In all fairness to bandcsmom..who works at this shelter...it is extremely rare for a gsd to end up on petfinder so I am positive she had no idea he was......and she posted this dog as soon as he came in


----------



## Jax08

He is the first GSD I've seen on the shelter's petfinder site in months and I know several have gone to rescue. Plus the site has not been up to date in quite awhile. 

Thanks bandcsmom for taking the time to post Sampson!


----------



## BandCsMom

Thanks Myamom & Jax08 :0) Sorry Mods, Sampson came in on my day off and I usually don't work on weekends, but I was working this past one and posted him asap. This is only the 5th GSD that made it to petfinder since I have been working there(1 & 1/2 yrs.) and we have had MANY. All the rest have gone to rescue.


----------



## Jessiewessie99

Why are you people saying its rare that GSDs are on Petfinder??I see tons on there! Is it for this particular shelter?


----------



## Jax08

We said it was rare to find GSDs in this shelter's petfinder site. Not rare to find them on petfinder.


----------



## Jax08

BandCsMom said:


> This is only the 5th GSD that made it to petfinder since I have been working there(1 & 1/2 yrs.) and we have had MANY. All the rest have gone to rescue.


Sampson must be a real doll if he passed the temperament testing here!:wub:


----------



## BandCsMom

He is Jax, very sweet and friendly.


----------



## RunShepherdRun

still listed
"good with dogs, cats, kids and housebroken"
and gorgeous!


----------



## Jax08

bump for this handsome guy! Does anyone have room for a distinguished gentleman?

Lots of people have looked at him but no interest due to his age.


----------



## SylvieUS

I have met him.
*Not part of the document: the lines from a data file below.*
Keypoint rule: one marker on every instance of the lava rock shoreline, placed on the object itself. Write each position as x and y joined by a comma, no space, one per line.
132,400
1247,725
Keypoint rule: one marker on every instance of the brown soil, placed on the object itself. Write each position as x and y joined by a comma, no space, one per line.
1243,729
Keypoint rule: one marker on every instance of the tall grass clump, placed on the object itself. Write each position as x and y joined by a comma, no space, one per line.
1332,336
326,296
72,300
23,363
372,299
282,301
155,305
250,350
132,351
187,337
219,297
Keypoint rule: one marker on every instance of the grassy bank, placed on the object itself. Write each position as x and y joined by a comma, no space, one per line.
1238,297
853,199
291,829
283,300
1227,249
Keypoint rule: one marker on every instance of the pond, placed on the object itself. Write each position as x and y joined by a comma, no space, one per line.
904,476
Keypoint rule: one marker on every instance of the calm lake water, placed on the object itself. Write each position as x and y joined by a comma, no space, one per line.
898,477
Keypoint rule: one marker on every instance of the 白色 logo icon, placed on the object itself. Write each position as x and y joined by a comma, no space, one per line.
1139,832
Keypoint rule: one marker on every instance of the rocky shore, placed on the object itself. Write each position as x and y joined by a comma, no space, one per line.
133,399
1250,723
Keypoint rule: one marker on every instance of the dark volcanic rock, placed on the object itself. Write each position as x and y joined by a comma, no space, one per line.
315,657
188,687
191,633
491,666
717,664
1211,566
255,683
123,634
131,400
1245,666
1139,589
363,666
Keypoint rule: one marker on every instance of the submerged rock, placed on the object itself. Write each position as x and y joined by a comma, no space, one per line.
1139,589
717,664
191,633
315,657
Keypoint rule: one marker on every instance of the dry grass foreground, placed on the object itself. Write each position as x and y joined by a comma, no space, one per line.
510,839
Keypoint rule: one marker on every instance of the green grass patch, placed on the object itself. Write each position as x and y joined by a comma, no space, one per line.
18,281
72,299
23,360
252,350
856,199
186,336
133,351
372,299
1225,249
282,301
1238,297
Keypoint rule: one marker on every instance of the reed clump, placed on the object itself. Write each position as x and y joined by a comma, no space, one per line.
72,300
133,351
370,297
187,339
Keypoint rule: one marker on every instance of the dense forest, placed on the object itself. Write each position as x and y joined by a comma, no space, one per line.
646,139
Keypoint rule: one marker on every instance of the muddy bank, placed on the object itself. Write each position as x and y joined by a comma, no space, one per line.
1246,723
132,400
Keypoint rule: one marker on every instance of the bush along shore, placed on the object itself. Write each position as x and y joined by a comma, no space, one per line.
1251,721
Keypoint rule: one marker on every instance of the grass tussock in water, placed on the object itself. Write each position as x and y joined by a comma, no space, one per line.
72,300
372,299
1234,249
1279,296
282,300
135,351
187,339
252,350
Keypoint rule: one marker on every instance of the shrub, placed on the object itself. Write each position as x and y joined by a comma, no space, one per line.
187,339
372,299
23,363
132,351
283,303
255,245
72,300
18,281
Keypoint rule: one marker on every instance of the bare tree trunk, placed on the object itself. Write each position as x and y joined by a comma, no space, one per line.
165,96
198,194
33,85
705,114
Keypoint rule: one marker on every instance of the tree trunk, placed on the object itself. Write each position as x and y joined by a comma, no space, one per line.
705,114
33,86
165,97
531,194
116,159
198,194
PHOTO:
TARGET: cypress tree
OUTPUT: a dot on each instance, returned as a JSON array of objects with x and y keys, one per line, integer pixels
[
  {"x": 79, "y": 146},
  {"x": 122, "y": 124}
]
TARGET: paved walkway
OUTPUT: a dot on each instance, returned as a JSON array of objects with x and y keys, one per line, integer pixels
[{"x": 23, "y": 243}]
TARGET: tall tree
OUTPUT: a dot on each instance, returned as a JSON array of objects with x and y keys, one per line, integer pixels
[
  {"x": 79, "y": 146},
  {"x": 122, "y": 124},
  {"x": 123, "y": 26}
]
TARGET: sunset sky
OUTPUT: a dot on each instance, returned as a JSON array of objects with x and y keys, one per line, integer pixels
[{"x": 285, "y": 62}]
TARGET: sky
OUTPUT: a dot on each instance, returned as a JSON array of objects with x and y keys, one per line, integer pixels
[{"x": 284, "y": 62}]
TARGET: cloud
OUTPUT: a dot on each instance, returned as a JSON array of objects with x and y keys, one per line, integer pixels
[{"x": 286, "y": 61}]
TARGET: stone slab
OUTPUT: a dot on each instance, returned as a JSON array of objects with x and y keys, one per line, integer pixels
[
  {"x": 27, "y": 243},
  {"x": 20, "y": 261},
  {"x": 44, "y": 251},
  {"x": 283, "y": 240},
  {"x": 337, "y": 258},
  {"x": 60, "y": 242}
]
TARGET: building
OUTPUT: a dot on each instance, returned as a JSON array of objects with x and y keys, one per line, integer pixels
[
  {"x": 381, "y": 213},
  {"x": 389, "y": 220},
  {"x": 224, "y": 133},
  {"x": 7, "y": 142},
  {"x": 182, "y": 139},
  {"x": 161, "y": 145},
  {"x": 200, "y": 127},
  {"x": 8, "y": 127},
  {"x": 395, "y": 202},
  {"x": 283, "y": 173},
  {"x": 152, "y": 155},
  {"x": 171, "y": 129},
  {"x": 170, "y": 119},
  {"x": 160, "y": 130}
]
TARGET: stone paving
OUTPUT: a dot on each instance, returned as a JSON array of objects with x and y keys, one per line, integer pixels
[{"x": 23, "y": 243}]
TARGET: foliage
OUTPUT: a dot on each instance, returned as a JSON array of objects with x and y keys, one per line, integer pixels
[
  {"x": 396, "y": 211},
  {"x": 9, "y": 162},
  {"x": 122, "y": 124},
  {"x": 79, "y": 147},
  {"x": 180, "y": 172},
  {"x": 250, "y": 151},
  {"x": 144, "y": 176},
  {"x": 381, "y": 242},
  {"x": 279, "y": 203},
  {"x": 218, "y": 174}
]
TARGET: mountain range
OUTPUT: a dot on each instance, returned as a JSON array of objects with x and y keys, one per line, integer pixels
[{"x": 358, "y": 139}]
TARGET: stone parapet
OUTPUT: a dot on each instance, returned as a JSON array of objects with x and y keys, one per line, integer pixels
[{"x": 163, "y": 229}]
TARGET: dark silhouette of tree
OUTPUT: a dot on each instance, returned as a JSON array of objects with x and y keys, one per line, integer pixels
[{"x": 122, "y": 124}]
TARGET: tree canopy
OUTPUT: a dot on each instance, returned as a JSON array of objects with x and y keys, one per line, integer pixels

This guy is a DOLL. He may be 9, but he has a TON of living left to do, he is so full of life!! He is a big boy, and STRONG! But once he gets the wiggles worked out of him, walks soooo nicely on a leash! (Hey, you'd want to stretch too, if you were stuck in a cage)

Its odd. It seems like his prior owners taught him not to potty in the house (his kennel tag says he will NOT potty in his kennel) but little else. Anyone would have a ball, literally, teaching this guy 'fetch'. He is -super- good natured, rides well, good with -everyone-, (and cats!!) If you're looking for a dog that wants long walks, lots of love, playtime, companionship, this is your boy. He is Smart! I think he'd flourish in a loving home.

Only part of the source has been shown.